A step-by-step procedure walks you through choosing one mode or another, starting the
Apache Spark session, and executing a read of Apache Hive ACID, managed tables.
- Configure Spark Direct Reader Mode or JDBC execution mode.
- Set Kerberos for HWC.
-
Choose a configuration based on your execution mode.
- Spark Direct Reader mode:
--conf spark.sql.extensions=com.qubole.spark.hiveacid.HiveAcidAutoConvertExtension
- JDBC mode:
--conf spark.sql.extensions=com.hortonworks.spark.sql.rule.Extensions
--conf spark.datasource.hive.warehouse.read.via.llap=false
Also
set a location for running the application in JDBC mode. For example, set
the recommended cluster location for example:
spark.datasource.hive.warehouse.read.jdbc.mode=cluster
-
Start the Spark session using the execution mode you chose in the last step.
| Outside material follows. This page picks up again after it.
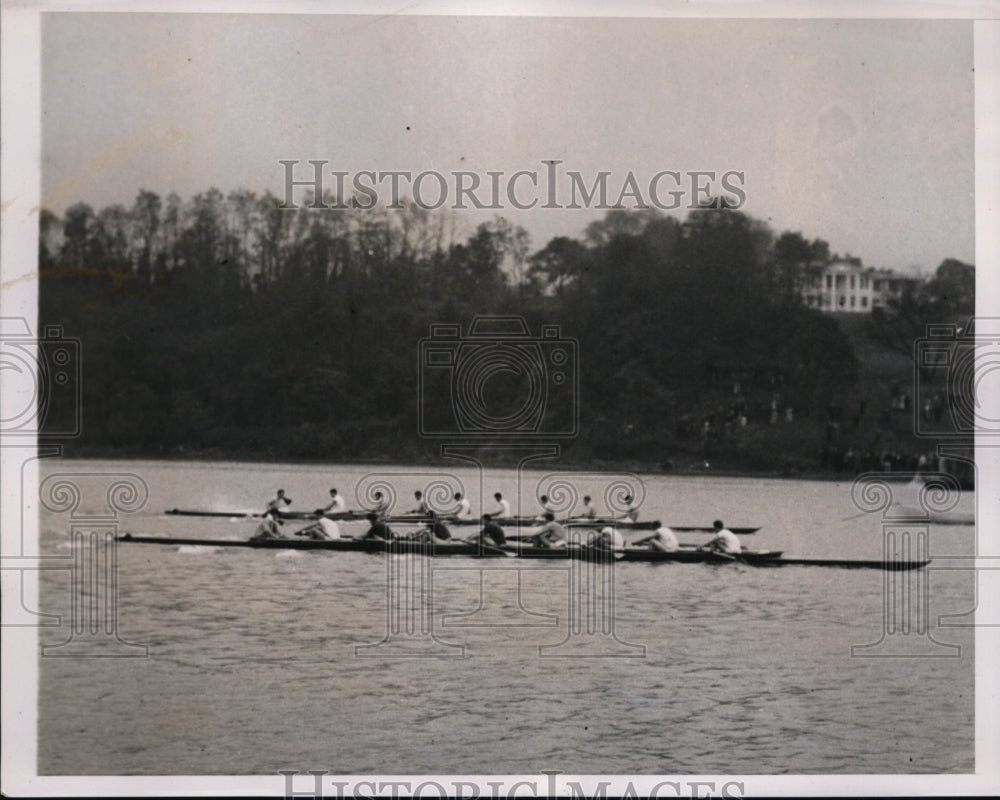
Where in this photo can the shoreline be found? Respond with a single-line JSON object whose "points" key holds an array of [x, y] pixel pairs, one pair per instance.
{"points": [[640, 468]]}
For example, start the Spark session using Spark Direct Reader mode and
configure for kyro serialization:
sudo -u hive spark-shell --jars /opt/cloudera/parcels/CDH/jars/hive-warehouse-connector-assembly-<version>.jar \
--conf "spark.sql.extensions=com.qubole.spark.hiveacid.HiveAcidAutoConvertExtension" \
--conf spark.kryo.registrator="com.qubole.spark.hiveacid.util.HiveAcidKyroRegistrator"
For
example, start the Spark session using JDBC execution mode:
sudo -u hive spark-shell --jars /opt/cloudera/parcels/CDH/jars/hive-warehouse-connector-assembly-<version>.jar \
--conf spark.sql.hive.hwc.execution.mode=spark \
--conf spark.datasource.hive.warehouse.read.via.llap=false
You must start the Spark session after setting Spark Direct Reader mode, so
include the configurations in the launch string.
-
Read Apache Hive managed tables.
For example:
scala> sql("select * from managedTable").show
scala> spark.read.table("managedTable").show